FINRA ordered Wells Fargo's employee and independent broker-dealers to jointly pay $1.5 million for failing to follow required anti-money laundering procedures.

Over a nine year period, Wells Fargo Advisors and Wells Fargo Advisors Financial Network failed to properly perform a required identity verification process on approximately 220,000 new client accounts, regulators said.

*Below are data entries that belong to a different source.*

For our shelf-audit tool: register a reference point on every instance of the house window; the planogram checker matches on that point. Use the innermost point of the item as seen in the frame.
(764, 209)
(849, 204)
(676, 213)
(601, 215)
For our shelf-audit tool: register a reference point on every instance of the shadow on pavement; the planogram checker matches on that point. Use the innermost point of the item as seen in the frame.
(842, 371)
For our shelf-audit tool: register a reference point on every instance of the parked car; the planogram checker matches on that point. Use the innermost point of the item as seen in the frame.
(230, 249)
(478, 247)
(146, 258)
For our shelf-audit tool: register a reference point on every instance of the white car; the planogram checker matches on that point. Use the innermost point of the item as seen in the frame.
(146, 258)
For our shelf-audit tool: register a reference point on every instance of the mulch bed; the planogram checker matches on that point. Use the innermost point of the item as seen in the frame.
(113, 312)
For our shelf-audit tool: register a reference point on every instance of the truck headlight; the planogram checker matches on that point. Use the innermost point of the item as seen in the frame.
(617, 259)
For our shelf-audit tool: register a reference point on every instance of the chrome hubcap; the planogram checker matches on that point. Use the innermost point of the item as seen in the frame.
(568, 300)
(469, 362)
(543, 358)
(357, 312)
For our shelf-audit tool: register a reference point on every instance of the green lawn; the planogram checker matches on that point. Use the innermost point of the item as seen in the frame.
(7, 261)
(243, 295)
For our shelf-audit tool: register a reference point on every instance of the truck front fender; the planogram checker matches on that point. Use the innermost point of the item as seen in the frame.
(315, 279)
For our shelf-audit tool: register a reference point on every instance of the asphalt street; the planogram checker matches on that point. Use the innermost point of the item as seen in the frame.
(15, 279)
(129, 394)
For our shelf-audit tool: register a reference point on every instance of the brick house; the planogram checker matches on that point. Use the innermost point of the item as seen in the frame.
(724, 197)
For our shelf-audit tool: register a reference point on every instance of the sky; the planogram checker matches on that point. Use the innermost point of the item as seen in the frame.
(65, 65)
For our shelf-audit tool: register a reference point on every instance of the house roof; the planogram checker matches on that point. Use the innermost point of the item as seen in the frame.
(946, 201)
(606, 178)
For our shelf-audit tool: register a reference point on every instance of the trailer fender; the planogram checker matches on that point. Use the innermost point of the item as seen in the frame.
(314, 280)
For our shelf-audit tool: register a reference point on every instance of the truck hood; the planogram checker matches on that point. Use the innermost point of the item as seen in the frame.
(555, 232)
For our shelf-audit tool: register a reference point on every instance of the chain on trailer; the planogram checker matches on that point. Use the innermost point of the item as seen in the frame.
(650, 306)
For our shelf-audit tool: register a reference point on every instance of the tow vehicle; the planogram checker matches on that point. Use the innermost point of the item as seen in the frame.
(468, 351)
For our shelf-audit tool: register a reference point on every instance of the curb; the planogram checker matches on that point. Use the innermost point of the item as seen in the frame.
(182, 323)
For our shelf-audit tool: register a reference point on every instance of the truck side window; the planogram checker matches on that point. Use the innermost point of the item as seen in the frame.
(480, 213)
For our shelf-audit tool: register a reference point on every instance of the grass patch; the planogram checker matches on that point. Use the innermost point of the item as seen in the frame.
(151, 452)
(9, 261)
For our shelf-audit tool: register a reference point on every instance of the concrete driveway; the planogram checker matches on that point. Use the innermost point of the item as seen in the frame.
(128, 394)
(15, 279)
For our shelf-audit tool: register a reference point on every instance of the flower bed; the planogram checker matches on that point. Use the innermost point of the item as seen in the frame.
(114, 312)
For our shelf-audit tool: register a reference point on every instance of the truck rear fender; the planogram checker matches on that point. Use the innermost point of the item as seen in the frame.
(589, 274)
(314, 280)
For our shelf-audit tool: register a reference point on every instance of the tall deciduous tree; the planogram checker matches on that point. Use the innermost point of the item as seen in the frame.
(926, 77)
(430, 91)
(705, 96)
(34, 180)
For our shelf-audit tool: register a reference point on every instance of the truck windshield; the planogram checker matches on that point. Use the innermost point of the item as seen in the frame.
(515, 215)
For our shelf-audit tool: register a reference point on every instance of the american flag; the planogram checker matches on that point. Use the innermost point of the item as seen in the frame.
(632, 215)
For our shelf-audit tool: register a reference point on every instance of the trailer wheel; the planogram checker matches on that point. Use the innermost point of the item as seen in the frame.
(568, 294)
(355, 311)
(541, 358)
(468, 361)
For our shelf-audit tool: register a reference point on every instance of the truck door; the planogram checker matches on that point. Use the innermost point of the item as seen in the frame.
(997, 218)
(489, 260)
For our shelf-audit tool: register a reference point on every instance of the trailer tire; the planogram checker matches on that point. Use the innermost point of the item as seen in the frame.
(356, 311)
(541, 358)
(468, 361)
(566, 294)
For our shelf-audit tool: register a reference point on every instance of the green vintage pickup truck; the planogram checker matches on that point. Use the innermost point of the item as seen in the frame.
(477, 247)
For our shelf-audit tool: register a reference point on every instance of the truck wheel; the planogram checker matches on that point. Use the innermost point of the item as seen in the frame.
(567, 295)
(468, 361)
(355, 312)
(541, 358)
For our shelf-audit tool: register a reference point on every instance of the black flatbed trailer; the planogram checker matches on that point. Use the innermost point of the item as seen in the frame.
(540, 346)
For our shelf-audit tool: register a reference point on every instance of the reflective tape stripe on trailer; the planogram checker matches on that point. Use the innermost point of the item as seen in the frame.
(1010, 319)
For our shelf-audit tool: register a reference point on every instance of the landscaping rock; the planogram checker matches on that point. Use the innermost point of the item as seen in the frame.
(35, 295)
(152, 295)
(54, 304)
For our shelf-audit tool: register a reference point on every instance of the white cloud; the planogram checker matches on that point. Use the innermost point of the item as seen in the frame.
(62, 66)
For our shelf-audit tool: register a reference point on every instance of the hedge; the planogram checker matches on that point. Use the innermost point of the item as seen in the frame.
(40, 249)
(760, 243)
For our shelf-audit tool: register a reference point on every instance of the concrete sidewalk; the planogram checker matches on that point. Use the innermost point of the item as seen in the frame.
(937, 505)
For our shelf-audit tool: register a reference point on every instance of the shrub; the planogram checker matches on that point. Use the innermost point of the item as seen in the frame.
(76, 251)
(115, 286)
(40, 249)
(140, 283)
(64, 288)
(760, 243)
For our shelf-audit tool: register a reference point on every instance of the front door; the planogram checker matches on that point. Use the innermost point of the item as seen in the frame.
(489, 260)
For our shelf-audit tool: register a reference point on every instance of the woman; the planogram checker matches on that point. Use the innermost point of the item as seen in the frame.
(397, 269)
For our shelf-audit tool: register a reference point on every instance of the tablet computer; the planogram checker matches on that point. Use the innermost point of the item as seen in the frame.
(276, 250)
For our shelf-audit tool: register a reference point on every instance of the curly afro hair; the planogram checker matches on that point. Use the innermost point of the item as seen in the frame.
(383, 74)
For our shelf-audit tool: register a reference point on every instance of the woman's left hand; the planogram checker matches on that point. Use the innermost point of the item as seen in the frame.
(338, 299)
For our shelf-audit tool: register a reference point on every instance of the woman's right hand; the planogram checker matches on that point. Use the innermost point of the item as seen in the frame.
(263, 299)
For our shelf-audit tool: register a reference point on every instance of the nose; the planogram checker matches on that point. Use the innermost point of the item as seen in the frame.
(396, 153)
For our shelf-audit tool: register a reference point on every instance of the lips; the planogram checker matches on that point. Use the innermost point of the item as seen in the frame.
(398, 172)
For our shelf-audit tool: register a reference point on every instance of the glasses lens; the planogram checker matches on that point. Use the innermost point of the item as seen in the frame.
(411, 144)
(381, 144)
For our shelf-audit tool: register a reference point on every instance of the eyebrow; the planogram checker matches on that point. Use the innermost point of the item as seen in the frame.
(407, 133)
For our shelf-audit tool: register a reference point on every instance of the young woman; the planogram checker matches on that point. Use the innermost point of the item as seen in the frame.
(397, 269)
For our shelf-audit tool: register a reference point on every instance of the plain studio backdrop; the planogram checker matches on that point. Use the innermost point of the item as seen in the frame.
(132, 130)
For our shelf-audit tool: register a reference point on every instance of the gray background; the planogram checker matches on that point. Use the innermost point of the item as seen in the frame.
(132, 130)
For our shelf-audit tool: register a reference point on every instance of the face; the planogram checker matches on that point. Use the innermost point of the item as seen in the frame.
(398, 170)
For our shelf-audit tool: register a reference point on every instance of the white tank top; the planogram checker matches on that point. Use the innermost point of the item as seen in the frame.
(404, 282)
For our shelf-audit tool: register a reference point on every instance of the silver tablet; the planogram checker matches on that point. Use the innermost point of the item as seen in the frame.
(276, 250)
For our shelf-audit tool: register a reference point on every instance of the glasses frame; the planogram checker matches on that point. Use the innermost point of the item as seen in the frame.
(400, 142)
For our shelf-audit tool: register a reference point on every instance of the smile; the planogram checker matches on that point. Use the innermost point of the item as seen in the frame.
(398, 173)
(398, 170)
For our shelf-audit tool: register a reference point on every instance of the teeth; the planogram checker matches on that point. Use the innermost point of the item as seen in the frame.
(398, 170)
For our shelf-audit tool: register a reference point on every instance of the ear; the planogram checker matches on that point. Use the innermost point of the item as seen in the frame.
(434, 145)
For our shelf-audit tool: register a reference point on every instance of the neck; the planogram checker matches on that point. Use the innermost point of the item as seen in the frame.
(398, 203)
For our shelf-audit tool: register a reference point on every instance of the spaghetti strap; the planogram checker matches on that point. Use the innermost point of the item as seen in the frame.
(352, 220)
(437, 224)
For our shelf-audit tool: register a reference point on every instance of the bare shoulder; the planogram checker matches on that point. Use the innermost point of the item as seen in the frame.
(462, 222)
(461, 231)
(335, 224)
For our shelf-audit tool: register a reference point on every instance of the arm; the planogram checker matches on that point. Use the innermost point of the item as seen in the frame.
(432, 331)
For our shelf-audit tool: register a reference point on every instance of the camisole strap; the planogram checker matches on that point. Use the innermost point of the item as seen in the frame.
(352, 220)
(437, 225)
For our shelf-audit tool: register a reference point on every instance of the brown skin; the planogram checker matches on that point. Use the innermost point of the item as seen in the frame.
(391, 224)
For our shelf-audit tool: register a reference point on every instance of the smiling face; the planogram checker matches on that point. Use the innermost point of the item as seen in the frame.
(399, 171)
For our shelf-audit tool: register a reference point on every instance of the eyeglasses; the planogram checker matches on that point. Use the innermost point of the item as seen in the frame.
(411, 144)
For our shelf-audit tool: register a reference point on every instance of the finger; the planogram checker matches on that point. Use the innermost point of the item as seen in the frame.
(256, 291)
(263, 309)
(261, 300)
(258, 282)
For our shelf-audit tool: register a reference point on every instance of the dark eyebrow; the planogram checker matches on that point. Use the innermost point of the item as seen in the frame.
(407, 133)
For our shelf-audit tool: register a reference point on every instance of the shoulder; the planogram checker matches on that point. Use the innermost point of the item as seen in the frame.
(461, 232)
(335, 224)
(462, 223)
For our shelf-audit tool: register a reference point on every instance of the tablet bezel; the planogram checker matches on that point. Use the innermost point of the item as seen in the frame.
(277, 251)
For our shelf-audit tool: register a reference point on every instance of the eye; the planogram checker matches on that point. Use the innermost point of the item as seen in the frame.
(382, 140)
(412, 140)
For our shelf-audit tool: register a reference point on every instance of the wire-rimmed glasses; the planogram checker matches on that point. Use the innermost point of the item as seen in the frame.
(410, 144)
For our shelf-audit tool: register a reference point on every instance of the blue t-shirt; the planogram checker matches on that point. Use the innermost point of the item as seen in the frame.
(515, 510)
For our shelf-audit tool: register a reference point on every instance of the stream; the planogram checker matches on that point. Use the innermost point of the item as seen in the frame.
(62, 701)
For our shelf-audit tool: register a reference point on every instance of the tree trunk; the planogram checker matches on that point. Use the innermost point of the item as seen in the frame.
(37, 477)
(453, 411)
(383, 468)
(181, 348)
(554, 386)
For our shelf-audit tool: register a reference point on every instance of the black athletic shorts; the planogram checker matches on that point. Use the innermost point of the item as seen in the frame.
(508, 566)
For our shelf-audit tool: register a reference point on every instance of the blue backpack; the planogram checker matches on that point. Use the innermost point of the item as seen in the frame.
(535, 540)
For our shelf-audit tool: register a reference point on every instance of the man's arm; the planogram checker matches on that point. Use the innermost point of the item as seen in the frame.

When imposing the fine, FINRA said it took into account that the firm discovered the issue, reported it and took actions to correct the problem.

Without admitting or denying the charges, the two units consented to FINRA's findings, according to the agency.

A Wells Fargo spokeswoman declined to comment.

Broker-dealers are obligated to maintain a client identification program as part of anti-money laundering compliance requirements, according to FINRA. The agency said the Wells Fargo system contained a design flaw that sometimes recycled old client identification information for new client accounts, meaning that required identification checks were not performed on new accounts.

"While the firms eventually discovered the flaw in their own systems, it took far too long, resulting in hundreds of thousands of accounts to open and often close without the required identification process ever taking place," Brad Bennet, FINRA's chief of enforcement, said in a statement.

FINRA also said that approximately 120,000 accounts that were not subjected to identity verification procedures were closed before the firms were aware of the design flaw.

This was not the largest fine that FINRA has imposed for anti-money laundering compliance failures. In February, FINRA ordered Brown Brothers Harriman to pay a record $8 million fine for its "failure to have an adequate anti-money laundering program in place to monitor and detect suspicious penny stock transactions."